Saudi Arabia is about to execute a teenage boy for attending a protest rally against the ruling Al Saud monarchy as part of a heavy-handed crackdown on dissidents, a rights group says.
Abdullah al-Zaher, who is a member of Saudi Arabia’s Shia religious community, was just aged 15 when he was arrested after participating in the protest in March 2012, campaign group Reprieve has told the British daily, The Independent.
Saudi Arabia’s Specialized Criminal Court sentenced Zaher to death by beheading in October 2014, and his sentence was upheld last September with no notice given to his family or lawyer, it said.
Reprieve said Zaher, now 19 years old, has been moved to a prison 1,000 kilometers (621 miles) away from his family, and is to be executed along with 51 other people any day.

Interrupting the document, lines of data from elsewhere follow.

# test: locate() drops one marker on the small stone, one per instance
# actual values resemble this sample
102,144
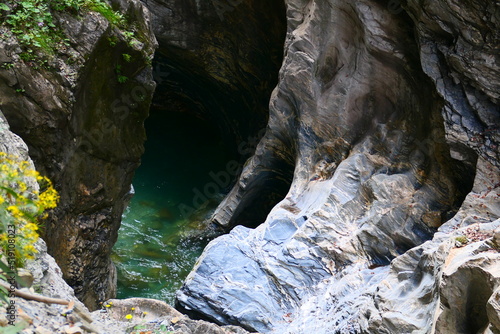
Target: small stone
42,330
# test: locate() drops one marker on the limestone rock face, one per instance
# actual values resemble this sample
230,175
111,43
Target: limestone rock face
377,115
85,131
218,60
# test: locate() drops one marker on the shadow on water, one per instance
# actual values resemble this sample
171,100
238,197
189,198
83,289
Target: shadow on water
157,245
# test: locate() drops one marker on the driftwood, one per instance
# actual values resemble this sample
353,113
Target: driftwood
38,298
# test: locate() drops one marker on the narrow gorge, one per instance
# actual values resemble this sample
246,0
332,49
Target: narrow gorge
315,166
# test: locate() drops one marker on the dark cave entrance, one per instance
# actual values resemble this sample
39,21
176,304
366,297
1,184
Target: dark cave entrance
203,125
163,230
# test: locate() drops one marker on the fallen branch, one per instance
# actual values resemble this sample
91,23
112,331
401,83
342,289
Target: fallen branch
38,298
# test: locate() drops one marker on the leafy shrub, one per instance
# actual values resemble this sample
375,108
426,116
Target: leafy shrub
22,209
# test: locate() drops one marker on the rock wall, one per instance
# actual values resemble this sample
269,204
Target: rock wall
388,117
85,131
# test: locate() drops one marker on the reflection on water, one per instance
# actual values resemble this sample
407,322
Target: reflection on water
157,246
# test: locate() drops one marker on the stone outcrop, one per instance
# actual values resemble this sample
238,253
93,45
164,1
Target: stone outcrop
218,60
387,116
35,317
84,129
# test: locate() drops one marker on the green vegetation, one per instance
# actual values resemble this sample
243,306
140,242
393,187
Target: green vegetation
120,77
21,211
32,22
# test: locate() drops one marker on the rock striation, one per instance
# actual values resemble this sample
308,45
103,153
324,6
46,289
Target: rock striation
387,118
81,114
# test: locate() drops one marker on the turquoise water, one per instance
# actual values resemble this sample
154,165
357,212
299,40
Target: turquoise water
158,242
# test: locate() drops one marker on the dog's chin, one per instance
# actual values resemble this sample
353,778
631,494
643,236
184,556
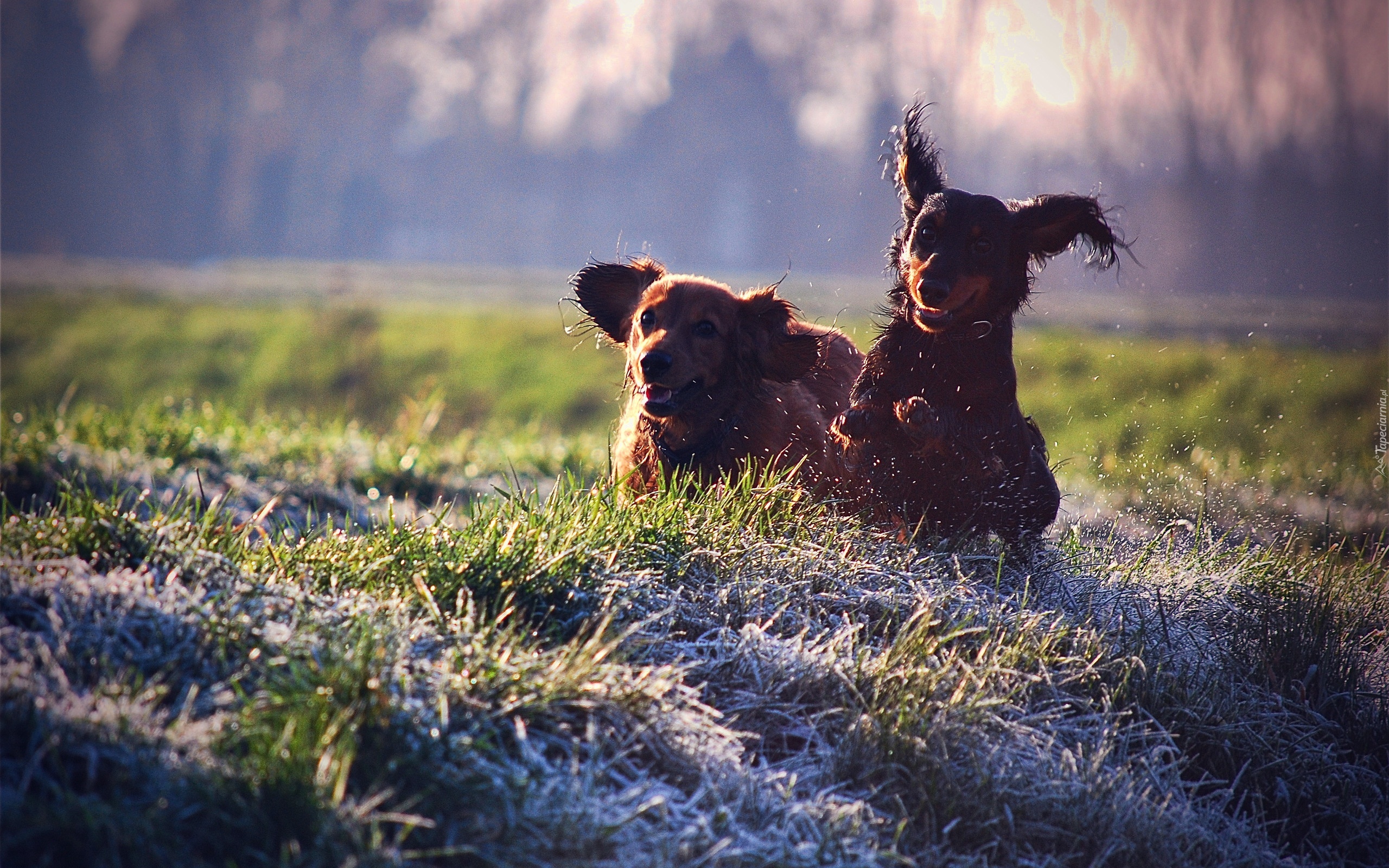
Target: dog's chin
933,320
664,402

The teenager faces a range of charges, including “harboring” protesters, participating in demonstrations and chanting slogans and throwing petrol bombs.
His family says Zaher was shot and injured by security forces during the 2012 protest rally. He was beaten with wire iron rods while in detention, and forced to sign a confession that he had not read, without being able to speak to his family members or a lawyer.
The family has now approached international human rights groups in a last-ditch appeal for intervention in spite of potential repercussions from Saudi officials for speaking out, Reprieve said.
Zaher’s case is similar to those of Ali al-Nimr and Dawoud al-Marhoon, who were arrested by Saudi security forces in 2012 at the height of protests in the country’s Eastern Province, and then sentenced to beheading and crucifixion.
Amnesty International says Saudi Arabia executed 102 people in the first six months of this year.
Muslim scholars and clerics have on various occasions criticized Saudi authorities for indicting and then executing suspects without giving them a chance to defend themselves.